“I need something to be… good. I need something to feel right. I’m not depressed, my heart is not broken, I’m not grieving. She’s not dead, she’s out there, she’s living out her dreams, and I know she’s happy, and that makes me feel proud for her.
“But there is this other feeling that doesn’t completely feel fair, or right, or good. She goes on, day in and day out, happy without me. Every morning, I wake up, and there’s this feeling that maybe my dreams are over, that maybe I had my dreams, and they’re over now. I’m going to be this single guy: no wife, no kids, no family. She was my family, and now she’s someplace else, and I let her go.
“It’s good that I did. It’s better for her, but for me… So I need something to be good. I need a reason to get up every morning, and not crawl back into that cave that I was in before I met her.

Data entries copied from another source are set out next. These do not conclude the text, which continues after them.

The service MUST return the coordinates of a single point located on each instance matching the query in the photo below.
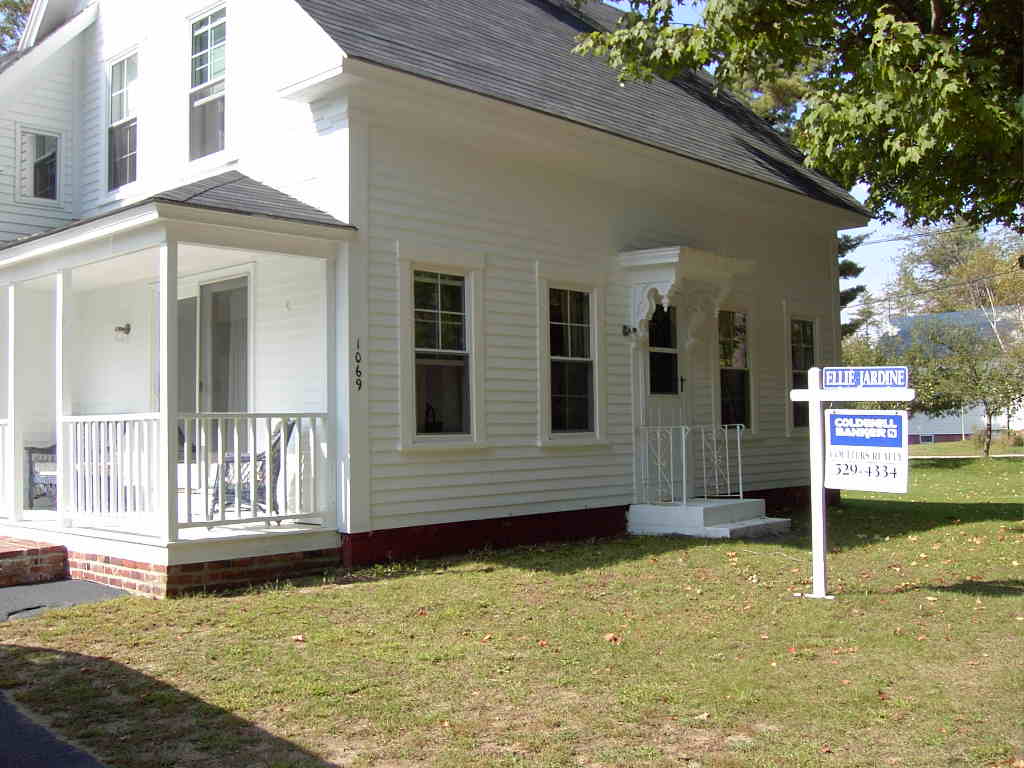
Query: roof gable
(520, 51)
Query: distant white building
(960, 426)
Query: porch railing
(109, 471)
(239, 468)
(667, 454)
(232, 469)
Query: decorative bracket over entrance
(692, 281)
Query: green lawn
(963, 448)
(629, 652)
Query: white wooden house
(297, 281)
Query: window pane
(453, 294)
(580, 341)
(207, 121)
(559, 341)
(453, 334)
(425, 291)
(558, 310)
(662, 329)
(44, 167)
(441, 394)
(735, 389)
(427, 331)
(122, 145)
(571, 396)
(579, 307)
(732, 339)
(664, 373)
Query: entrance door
(665, 398)
(213, 355)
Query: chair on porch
(239, 491)
(41, 470)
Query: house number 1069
(358, 371)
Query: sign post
(866, 450)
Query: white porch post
(62, 393)
(15, 438)
(167, 474)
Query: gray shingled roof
(236, 193)
(520, 51)
(228, 193)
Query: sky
(878, 258)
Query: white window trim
(414, 257)
(747, 307)
(224, 156)
(125, 190)
(790, 314)
(546, 280)
(19, 130)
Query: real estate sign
(866, 451)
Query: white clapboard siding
(46, 107)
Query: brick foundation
(172, 581)
(31, 562)
(454, 538)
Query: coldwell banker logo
(865, 431)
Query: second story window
(122, 137)
(206, 98)
(44, 166)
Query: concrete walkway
(25, 743)
(33, 599)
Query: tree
(920, 99)
(962, 268)
(849, 269)
(12, 16)
(957, 367)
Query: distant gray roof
(6, 59)
(236, 193)
(520, 51)
(228, 193)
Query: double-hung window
(442, 365)
(122, 135)
(206, 98)
(571, 360)
(734, 368)
(40, 165)
(664, 372)
(802, 356)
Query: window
(206, 99)
(442, 387)
(571, 360)
(734, 368)
(40, 165)
(122, 137)
(802, 356)
(664, 351)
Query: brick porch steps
(31, 562)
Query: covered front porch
(169, 377)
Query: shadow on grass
(134, 721)
(998, 588)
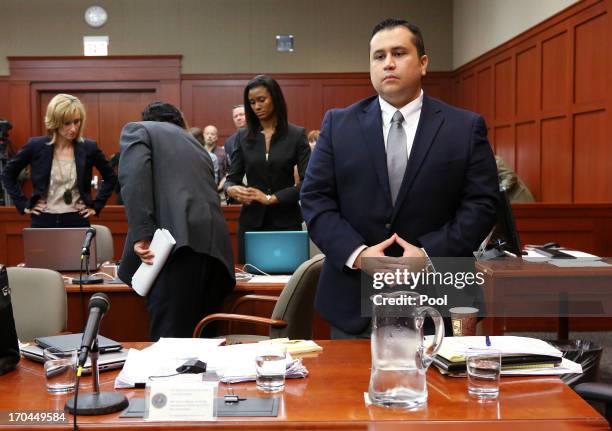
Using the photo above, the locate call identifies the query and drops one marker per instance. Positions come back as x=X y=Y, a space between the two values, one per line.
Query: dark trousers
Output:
x=191 y=286
x=59 y=220
x=242 y=230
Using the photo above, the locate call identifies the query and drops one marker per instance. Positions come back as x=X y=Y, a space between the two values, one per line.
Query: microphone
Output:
x=96 y=402
x=91 y=232
x=98 y=306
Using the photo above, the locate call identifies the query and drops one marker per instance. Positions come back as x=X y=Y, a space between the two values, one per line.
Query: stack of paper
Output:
x=162 y=359
x=520 y=355
x=296 y=347
x=234 y=363
x=161 y=244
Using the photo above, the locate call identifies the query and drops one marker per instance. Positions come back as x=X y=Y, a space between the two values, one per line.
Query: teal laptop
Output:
x=275 y=252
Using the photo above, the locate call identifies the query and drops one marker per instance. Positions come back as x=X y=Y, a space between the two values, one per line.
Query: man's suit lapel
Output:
x=429 y=123
x=370 y=120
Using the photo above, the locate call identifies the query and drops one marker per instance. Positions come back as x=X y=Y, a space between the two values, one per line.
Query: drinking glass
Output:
x=483 y=370
x=60 y=369
x=271 y=366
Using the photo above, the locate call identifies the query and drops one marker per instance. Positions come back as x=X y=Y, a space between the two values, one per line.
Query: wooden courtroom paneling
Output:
x=208 y=98
x=551 y=98
x=115 y=89
x=4 y=98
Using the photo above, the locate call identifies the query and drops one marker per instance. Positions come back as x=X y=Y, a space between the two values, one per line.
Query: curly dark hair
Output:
x=163 y=112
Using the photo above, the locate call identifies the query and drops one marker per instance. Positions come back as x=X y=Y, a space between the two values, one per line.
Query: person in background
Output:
x=239 y=120
x=167 y=182
x=198 y=133
x=211 y=140
x=266 y=151
x=516 y=189
x=61 y=166
x=313 y=135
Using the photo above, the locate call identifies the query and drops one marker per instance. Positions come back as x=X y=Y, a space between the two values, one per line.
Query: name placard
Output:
x=180 y=398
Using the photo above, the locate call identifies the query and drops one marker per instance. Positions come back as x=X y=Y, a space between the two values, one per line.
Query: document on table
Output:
x=234 y=363
x=269 y=279
x=162 y=244
x=454 y=348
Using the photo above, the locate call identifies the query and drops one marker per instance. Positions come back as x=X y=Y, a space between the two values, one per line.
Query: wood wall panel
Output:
x=207 y=99
x=556 y=161
x=504 y=144
x=5 y=109
x=554 y=72
x=527 y=83
x=485 y=94
x=552 y=103
x=504 y=89
x=469 y=92
x=528 y=156
x=339 y=96
x=592 y=158
x=591 y=68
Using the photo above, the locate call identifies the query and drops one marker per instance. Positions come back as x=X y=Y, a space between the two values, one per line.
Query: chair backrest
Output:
x=39 y=302
x=295 y=304
x=104 y=243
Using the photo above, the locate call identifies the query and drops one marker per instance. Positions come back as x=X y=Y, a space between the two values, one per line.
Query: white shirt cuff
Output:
x=353 y=257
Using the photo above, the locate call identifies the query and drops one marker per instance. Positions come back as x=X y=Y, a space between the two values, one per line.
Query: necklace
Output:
x=67 y=195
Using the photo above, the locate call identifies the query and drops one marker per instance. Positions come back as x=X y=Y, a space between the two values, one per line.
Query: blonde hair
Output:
x=61 y=109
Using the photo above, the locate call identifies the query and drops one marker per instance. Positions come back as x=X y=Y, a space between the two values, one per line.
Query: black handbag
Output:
x=9 y=346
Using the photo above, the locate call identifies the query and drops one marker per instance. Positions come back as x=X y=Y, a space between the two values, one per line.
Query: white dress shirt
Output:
x=411 y=113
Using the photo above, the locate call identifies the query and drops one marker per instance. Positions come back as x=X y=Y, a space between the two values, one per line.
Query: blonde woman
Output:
x=61 y=168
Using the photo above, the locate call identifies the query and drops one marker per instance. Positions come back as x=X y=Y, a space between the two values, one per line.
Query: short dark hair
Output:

And you know she saved me; you were there, you remember how I was. I was dark. That war made me dark, and that darkness is still in me. She just lit it up.
“So I just thought, maybe to beat back that darkness, I would do something good… I’d just do something good, like go be with those guys, who would remind me… I just need something to be good.”

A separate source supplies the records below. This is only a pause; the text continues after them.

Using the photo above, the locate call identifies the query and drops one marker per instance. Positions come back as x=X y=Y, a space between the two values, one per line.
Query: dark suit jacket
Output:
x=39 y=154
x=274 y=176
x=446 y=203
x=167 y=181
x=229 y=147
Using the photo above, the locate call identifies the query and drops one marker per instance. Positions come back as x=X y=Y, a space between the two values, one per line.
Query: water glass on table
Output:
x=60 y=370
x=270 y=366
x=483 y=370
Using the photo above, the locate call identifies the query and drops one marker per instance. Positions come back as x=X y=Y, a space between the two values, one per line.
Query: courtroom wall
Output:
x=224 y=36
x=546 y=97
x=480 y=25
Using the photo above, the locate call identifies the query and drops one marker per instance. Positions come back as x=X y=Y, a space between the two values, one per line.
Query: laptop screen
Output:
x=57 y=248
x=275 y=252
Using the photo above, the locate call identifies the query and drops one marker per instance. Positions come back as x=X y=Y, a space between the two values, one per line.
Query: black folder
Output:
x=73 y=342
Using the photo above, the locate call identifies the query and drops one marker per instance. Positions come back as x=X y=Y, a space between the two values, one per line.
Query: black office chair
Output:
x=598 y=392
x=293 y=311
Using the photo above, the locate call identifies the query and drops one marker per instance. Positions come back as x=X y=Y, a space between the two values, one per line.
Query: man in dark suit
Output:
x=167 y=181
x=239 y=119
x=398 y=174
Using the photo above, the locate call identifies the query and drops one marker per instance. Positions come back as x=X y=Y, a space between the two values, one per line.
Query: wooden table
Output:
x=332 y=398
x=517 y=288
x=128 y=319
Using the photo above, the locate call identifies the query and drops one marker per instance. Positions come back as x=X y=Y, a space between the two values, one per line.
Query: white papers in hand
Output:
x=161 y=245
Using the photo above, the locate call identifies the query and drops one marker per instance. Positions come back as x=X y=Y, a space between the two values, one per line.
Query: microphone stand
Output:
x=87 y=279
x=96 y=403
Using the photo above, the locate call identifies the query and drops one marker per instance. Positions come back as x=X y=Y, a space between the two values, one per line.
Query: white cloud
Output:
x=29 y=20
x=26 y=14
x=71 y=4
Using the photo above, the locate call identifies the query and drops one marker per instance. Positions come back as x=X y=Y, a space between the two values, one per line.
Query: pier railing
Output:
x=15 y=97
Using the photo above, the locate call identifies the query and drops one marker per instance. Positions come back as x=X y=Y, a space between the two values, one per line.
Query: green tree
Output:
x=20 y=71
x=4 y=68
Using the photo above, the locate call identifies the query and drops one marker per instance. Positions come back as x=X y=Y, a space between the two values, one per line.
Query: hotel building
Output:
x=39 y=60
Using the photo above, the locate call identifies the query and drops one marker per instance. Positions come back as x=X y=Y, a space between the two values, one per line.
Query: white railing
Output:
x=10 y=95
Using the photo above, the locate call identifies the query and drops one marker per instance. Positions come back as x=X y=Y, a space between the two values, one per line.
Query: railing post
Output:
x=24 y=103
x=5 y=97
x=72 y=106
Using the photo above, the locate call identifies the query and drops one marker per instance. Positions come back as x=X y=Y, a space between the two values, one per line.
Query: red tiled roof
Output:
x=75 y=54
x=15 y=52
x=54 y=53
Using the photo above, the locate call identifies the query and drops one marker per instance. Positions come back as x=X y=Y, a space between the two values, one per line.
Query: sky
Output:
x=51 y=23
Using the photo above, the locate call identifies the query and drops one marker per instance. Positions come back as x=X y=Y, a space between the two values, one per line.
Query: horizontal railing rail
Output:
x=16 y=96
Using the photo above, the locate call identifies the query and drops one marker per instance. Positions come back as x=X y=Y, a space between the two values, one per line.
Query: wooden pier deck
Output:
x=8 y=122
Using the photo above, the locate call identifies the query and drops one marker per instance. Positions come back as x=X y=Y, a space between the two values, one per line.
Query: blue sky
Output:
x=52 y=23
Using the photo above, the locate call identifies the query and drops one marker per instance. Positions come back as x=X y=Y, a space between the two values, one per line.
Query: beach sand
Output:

– Owen Hunt, Grey’s Anatomy
One of the reasons I’ve watched Grey’s Anatomy religiously is Cristina Yang. She always reminded me so much of myself — sarcastic, tough bordering on harsh, candid, and unintentionally vulnerable. Even when the storylines started to feel draggy, monotonous, and occasionally even a little bit ridiculous, I watched the show for her.
Another reason I still watch Grey’s Anatomy religiously to this day is the incredible writing that puts so much life into this show. Regardless of whatever issues she may have had during the show’s run, Shonda Rhimes is unbeatable when it comes to emotionally raw dialog — the kind that almost always hits too close to home, the kind that makes me feel like I am Olivia Pope, but for all the wrong reasons, the kind that makes you want to ask Shonda how she knows.

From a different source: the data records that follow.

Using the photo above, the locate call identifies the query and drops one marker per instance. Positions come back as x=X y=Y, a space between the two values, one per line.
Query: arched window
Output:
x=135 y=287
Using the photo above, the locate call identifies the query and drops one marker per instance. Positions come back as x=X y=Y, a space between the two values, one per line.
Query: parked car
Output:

How she knows that when a dip occurs in the momentum of your everyday life, the odd little feeling of malcontent creeps in. How she knows that no matter how happy and content you are with your current lot in life, there is still a shadow over that one little part of it that threatens to ruin everything else. How she knows that all it takes is one person to cast a bright light over that darkness in your heart, and one person to take away that light completely and permanently. How she knows that when the darkness takes over, so much so that you can’t even do the simplest thing like book a flight ticket without associating it with that darkness, all you need is for something to be good.